Чилим с Бабкиным вяло тычут винтовками, путают приемы.
— Отставить! — кричит ефрейтор. — Как стоите? Ку-да глядит у вас штык. Штык должен быть против левого глазу, ноги как пружины, глаз на штыку! Шесть шагов вперед арш!
Остальные отдыхают, подсмеиваются над новичками, а Чилим с Бабкиным пыхтят, потеют, колют и бьют прикладом воздух. И так от утренней до вечерней зари обламывают Чилима. Наконец, он уже владеет винтовкой, как портной иголкой. Ему тискают в голову всякие величества да высочества, от прабабушки и до последней маленькой внучки царского рода, заставляют выучить, как их зовут и величают, — Мякишин просто дышать пе дает.
— Ты у меня как бельмо на глазу... Я должен младшего унтера получить, а вот из-за таких остолопов не видать мне лычек, как своих ушей, — говорит он.
— Ладно, получишь, — улыбается Чилим.
Утром под барабанный бой вскакивают молодые солдаты, спросонок протирают глаза и в удивлении пялят их на мякишинские погоны, на которых светят серебром нашивки фельдфебеля.
— Батюшки! Когда это? — восклицает Бабкин. — Поздравить надо с чином фельдфебеля вас, господин Мякишин! — проходя мимо, козыряет он.
Мякишин еще не соображает, в чем дело.
— Встать, смирно! — крикнул от двери дневальный.
Четко позвякивая шпорами, вбежал ротный. Лицо его сосредоточенное и злое, глаза впиваются в Мякишина.
— Это что такое? Что, я вас спрашиваю! — и ротный считает зубы вновь произведенному фельдфебелю. А Чилим смотрит через головы других, думает: «Попробуй-ка офицерского, как он ловко приходится по скуле. Я недаром уплатил последние десять копеек за эти белые тряпочки». Но и Чилиму эта штука тоже не проходит даром. Барабанщик выдал Васю.

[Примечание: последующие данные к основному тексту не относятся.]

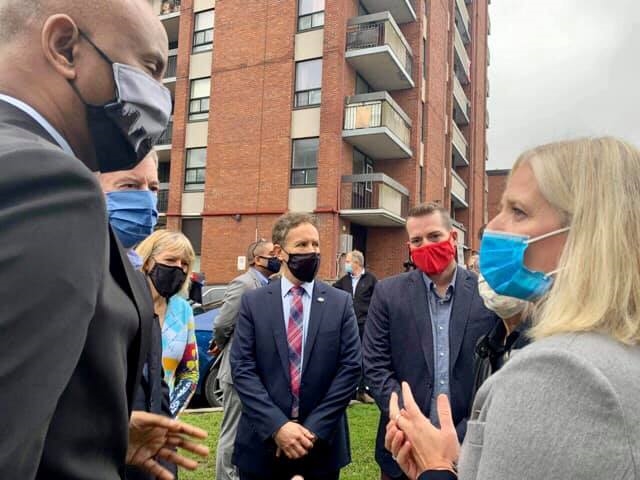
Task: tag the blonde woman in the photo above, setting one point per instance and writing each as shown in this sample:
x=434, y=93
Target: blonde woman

«Поутюжили» его в казарме для порядка, поясок долой и — в карцер.
— Куда, Васятка? — спросил подметавший пол Ефим.
— На губвахту! — крикнул, улыбаясь, Чилим. — «Десять суток — хлеб да холодная вода. Ну, это мне не в диковину, я и дома когда жил, тоже не жирнее ел...»

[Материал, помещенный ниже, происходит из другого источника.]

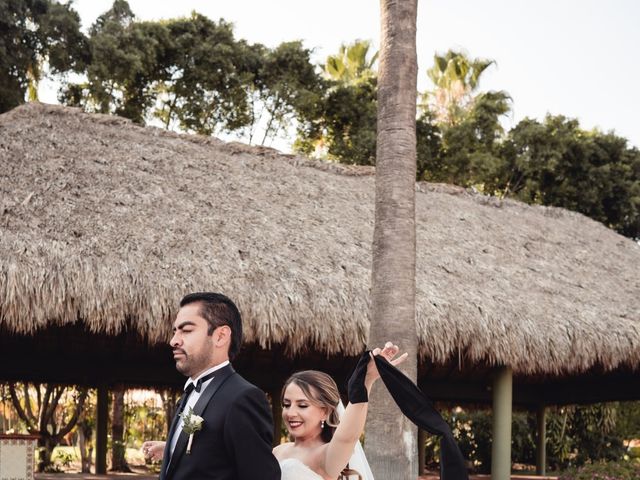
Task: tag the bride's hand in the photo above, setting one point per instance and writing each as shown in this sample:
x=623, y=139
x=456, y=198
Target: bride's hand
x=389, y=353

После гауптвахты Вася еще усерднее служит царю-батюшке: день в муштре, а вечером и утром — в наряде. Ему некогда рассуждать. Мякишин в поте лица трудится над Чилимом, используя самые разнообразные средства.
— Чилим! — кричит Мякишин. — Быстрей надо поднимать курдюк... Сколько звездочек у прапорщика?
— Две, господин ефрейтор!
— А не врешь?
— Никак нет! — съедает глазами начальника Чилим.

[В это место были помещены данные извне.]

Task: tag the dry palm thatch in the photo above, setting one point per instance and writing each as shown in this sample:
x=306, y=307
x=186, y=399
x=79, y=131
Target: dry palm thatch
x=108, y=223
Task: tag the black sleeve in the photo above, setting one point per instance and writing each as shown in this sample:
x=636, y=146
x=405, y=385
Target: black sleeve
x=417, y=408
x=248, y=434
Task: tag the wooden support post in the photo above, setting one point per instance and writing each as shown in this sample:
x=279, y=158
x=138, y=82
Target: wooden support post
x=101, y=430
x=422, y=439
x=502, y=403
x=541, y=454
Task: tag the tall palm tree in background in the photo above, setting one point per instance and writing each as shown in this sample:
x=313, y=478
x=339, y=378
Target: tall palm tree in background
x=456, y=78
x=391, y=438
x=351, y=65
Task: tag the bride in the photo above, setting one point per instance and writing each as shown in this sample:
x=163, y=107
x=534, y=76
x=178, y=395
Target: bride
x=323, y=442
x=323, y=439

— Встать! — командует отделению Мякишин.
Подходит прапорщик.
— Продолжайте! — махнул он рукой.
— Сами поглядите, господин ефрейтор, на правом одна и на левом тоже. Сколько ж теперь будет? — спросил Чилим.
Мякишин сопит и скрипит зубами, сжимая кулак, но в присутствии начальника вопрос остается нерешенным. Вечером все отдыхают, а Чилим, как правило, подметает полы в казарме.
Однажды бежит фельдфебель:
— Ты у меня смотри! Чище убирай! Замечу грязь, зубы чистить буду...
— Без тебя каждый день чистят, — ворчит Чилим, старательно складывая мусор в лоток.
Бежит ротный, кричит:
— Беркутов!
— Я, вашбродь!
— Чтобы в казарме все блестело! Нищенко едет.
— Слушаюсь! — козыряет фельдфебель.
На следующее утро идет ожесточенная муштра... Все начальство на ногах. Солдаты строятся, перестраиваются, размыкаются, смыкаются. И с самого утра скулы и уши трещат у солдат.
«Ишь, какой почет здесь нищенкам...» — думает Чилим.
— Чего это начальство сегодня так икру мечет? — спросил он унтера. — Чуть не языком заставляли вылизывать грязь. Нищенка, слышь, какая-то едет. Нищих и в нашей деревне сколько угодно, а если на майдан пойти, там нищими хоть пруд пруди...
— Дурак ты, соломой крытый... Это генерал едет, командующий всем округом.
— Ах, вот какую побирушку ждут...
— Сам ты побирушка! Молчи уж, если бог сюда ничего не дал, — и ткнул пальцем в лоб Чилима.
На следующее утро после приличного задатка муштры полк выстроился на площадке между казармами. Выровняли ряды.
— Смирно! Р-р-р-авнение напр-раво! Господа офицеры!
Полковник Гудзенко, выпячивая жирный живот, сверкая поднятой шашкой, бежит навстречу генералу.
Генерал — полный, высокий, широкоплечий, грудь колесом.
— Гляди-ка, Ефишка, как наш теньковский пожарник.
— И верно, похож, — улыбнулся Ефим.
— Чего бубните! — не поворачиваясь, процедил Приказчиков.